All examples are just special cases of the general principle – there’s no correlation required between the amount of input data and the amount of output data. There’s also absolutely no requirement that data must be all numbers. Feel free to pass around anything that can be contained in TOmniValue.


In my test case (41_Pipeline) a large amount of data (one million numbers) is passed through the multistage process. If one thread is suspended for some time – or if it performs a calculation that is slower than the previous thread – this thread’s input queue may fill up with data which can cause lots of memory to be allocated and later released. To even the data flow, Pipeline uses throttling, a new functionality in the blocking collection.

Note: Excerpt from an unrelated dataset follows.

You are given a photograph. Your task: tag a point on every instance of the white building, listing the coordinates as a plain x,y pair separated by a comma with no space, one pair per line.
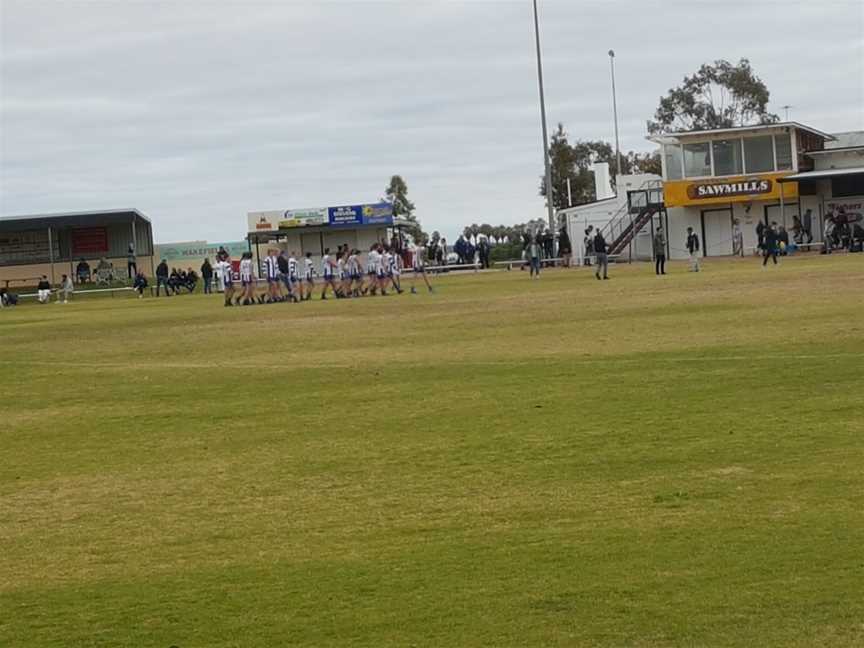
724,180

Throttling sets the maximum size (in TOmniValue units) of the blocking collection. When the specified amount of data items is stored in the collection, no more data can be added. The Add function will simply block until the collection is empty enough again or CompleteAdding has been called. Collection is deemed to be empty enough when the data count drops below some value which can be either passed as a second parameter to the Throttle function or is calculated as a 3/4 of the maximum size limit if the second parameter is not provided.

Parallel Stages

Usually, one task is started for each stage in the pipeline. In some specialized cases, however, it may be desirable to run more than one parallel task for each stage. An example of that was given in the btnExtended2Click method, above. The pipeline generated in this example can be represented with the following diagram.


As you can see, there’s always only one queue sitting between stages even if there are multiple processing units for a stage. This is easily accomplished by IOmniBlockingCollection supporting multiple readers and multiple writers in a threadesafe manner.

There’s an important caveat, though. If you split a stage into multiple tasks, data will be processed in an indeterminate order. You cannot know how many items will be processed by each task and in which order they will be processed. Even worse – data will exit multitask stage in an indeterminate order (data output from one task will be interleaved with the data from the other task). As of this moment there’s no way to enforce original ordering as this is done in the Parallel.ForEach implementation.

Completed or not?

Although the Parallel.Pipeline has been committed and is ready for testing, they may still be some quirks in the code. I’ll follow this with a post or two on testing and performance and you may want to wait until then before you start using it.

If you want to help me with development, then please go ahead, use it and report any problems back to me, either here in the comments or in the forum.


  1. Great stuff .. waiting to be able to use it in production code .. until we switch to D2009 or newer :)

  2. Really a great piece of code, Primoz!

  3. Anonymous13:29

    wonderful job...I always enjoy reading your blog. I only dream at the day when I could use your framework in production code ...